US gas drillers such as APA Corporation, Devon Energy, and Coterra Energy are seeing sizable gains as Qatar Energy’s ongoing shutdown of liquefied natural gas production has sent global gas prices soaring. Qatar Energy fully shut down gas liquefaction on Wednesday. It is unclear when it will resume liquefaction, but once it does, it will take a month for Qatar’s LNG production to hit peak capacity again.
US crude oil prices are also on the rise, with NYMEX continuous futures on West Texas Intermediate — the US oil benchmark — up to over $78 shortly after 10 a.m. ET. That’s the highest since the start of the war and the highest price for US crude since early 2025.
Indeed, oil market participants are currently putting almost as big a premium for a barrel of Brent crude delivered as soon as possible relative to future delivery as they did during the energy shock that followed Russia’s 2022 invasion of Ukraine.
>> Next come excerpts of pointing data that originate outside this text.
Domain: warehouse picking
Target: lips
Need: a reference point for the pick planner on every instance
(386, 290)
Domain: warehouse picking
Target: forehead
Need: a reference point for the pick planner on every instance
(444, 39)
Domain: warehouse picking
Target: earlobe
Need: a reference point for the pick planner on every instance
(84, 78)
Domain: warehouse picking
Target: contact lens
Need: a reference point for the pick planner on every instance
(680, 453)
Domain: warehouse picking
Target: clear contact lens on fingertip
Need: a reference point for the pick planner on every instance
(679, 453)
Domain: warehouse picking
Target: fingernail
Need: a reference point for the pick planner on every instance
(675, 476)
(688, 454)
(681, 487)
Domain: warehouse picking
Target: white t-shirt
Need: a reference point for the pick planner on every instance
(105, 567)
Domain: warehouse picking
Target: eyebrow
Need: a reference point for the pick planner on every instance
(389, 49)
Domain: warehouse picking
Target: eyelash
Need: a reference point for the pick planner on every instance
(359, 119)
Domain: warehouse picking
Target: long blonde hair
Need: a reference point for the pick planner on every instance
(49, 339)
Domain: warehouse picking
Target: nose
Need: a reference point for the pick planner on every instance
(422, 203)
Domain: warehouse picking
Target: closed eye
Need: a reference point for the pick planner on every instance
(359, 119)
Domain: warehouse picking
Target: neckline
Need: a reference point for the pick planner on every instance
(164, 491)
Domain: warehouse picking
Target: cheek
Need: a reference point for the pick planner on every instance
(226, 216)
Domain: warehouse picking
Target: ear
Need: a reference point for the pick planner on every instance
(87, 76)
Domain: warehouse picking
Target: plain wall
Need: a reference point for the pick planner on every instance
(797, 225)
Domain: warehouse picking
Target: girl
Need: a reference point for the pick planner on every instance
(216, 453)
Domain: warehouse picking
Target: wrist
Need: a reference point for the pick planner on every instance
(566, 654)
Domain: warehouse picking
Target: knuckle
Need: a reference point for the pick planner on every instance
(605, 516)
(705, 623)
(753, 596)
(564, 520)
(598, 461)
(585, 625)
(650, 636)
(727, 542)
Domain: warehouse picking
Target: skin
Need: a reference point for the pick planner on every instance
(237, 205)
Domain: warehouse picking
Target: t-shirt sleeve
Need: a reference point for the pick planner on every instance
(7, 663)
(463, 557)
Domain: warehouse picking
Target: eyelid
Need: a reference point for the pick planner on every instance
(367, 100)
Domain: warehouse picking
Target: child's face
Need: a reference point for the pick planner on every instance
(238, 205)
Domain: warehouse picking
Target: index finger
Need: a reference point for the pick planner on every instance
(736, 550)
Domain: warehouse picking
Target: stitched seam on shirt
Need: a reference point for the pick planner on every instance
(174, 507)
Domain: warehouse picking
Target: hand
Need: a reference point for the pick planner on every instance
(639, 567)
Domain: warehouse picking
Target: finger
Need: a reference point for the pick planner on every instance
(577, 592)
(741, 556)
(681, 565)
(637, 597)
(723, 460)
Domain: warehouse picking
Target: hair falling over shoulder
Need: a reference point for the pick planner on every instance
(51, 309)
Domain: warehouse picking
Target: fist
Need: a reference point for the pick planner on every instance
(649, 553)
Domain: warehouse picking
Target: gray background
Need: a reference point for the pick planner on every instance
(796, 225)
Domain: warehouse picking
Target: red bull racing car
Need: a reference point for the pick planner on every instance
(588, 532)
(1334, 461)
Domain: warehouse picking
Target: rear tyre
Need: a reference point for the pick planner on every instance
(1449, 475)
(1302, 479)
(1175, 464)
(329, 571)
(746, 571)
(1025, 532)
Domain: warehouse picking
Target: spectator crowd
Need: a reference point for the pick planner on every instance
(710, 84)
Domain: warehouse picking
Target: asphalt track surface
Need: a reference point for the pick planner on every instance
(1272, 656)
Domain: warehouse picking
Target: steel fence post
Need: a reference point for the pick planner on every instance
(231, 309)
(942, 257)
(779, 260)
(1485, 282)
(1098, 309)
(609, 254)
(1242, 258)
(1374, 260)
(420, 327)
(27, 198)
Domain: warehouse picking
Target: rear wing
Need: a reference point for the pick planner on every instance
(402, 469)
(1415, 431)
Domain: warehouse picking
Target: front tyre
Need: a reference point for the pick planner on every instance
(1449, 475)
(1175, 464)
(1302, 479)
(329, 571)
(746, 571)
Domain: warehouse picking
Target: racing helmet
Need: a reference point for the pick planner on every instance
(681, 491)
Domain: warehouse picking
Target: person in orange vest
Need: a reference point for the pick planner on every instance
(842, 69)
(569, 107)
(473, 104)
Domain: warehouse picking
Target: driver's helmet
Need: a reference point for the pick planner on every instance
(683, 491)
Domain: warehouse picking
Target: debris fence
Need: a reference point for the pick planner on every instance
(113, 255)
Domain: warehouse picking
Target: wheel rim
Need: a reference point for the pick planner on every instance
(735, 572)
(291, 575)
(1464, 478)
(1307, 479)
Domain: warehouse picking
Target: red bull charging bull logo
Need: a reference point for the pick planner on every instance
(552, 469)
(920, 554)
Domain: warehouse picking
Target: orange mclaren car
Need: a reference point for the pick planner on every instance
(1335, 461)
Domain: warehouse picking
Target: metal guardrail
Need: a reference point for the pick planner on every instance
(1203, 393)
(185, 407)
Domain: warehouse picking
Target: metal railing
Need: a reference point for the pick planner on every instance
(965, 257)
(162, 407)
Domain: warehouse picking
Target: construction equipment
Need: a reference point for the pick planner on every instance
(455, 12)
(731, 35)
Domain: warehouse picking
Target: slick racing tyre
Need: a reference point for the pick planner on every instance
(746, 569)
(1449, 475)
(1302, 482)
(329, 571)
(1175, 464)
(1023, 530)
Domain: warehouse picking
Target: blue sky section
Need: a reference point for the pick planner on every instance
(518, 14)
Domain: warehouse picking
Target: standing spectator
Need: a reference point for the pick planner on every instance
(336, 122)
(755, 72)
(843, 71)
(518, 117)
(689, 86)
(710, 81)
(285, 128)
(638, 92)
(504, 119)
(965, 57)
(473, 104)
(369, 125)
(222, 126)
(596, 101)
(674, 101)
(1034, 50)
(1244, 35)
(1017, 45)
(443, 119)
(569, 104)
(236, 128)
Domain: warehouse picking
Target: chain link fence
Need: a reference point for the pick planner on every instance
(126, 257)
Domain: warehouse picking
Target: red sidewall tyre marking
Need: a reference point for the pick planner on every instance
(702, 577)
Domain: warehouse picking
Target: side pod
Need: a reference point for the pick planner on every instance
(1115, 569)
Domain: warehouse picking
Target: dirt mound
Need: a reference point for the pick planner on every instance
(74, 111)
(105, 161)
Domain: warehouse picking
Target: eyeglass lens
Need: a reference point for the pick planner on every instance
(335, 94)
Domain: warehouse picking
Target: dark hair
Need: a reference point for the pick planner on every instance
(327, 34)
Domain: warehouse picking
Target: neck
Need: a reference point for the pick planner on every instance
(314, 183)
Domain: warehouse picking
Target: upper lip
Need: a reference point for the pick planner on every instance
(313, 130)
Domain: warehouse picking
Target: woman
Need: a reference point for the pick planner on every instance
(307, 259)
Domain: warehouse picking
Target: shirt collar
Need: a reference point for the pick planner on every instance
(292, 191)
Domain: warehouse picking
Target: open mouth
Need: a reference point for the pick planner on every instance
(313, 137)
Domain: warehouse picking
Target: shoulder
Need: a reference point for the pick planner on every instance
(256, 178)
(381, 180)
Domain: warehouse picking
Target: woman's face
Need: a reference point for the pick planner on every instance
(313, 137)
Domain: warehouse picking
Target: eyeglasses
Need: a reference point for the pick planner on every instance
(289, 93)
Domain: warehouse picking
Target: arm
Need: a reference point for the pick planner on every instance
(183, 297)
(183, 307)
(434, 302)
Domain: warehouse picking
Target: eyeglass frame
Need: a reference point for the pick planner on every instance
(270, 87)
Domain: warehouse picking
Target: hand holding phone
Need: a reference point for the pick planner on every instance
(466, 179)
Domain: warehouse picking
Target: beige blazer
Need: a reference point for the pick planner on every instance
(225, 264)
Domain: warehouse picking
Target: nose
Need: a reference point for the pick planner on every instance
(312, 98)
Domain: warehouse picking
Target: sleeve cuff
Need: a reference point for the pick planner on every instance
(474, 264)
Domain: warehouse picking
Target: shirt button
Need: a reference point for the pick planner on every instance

The surge in energy prices in recent months — amid US interventions first in Venezuela and now Iran — has turned energy stocks into the biggest winner of the year among the S&P 500’s 11 so-called industry “sectors.”
The rise in crude bodes poorly for US gasoline prices, but it’s a boon to US refiners and marketers: Valero and Phillips 66 are posting solid gains on the day.
Airlines, sensitive to short-term swings in fuel prices, also fell. Budget airlines including Allegiant and Frontier were down more than 6%. Delta Air Lines, United Airlines, and American Airlines were all down more than 5%.
And since gasoline prices will mechanically work as a tax on consumption, it’s unsurprising to see that Thursday’s biggest losers early were consumer staples stocks, with that sector (Consumer Staples Select Sector SPDR Fund) down more than 2%.
Walmart and Dollar General — whose less affluent customers can be especially sensitive to higher gasoline prices — was leading the charge lower there.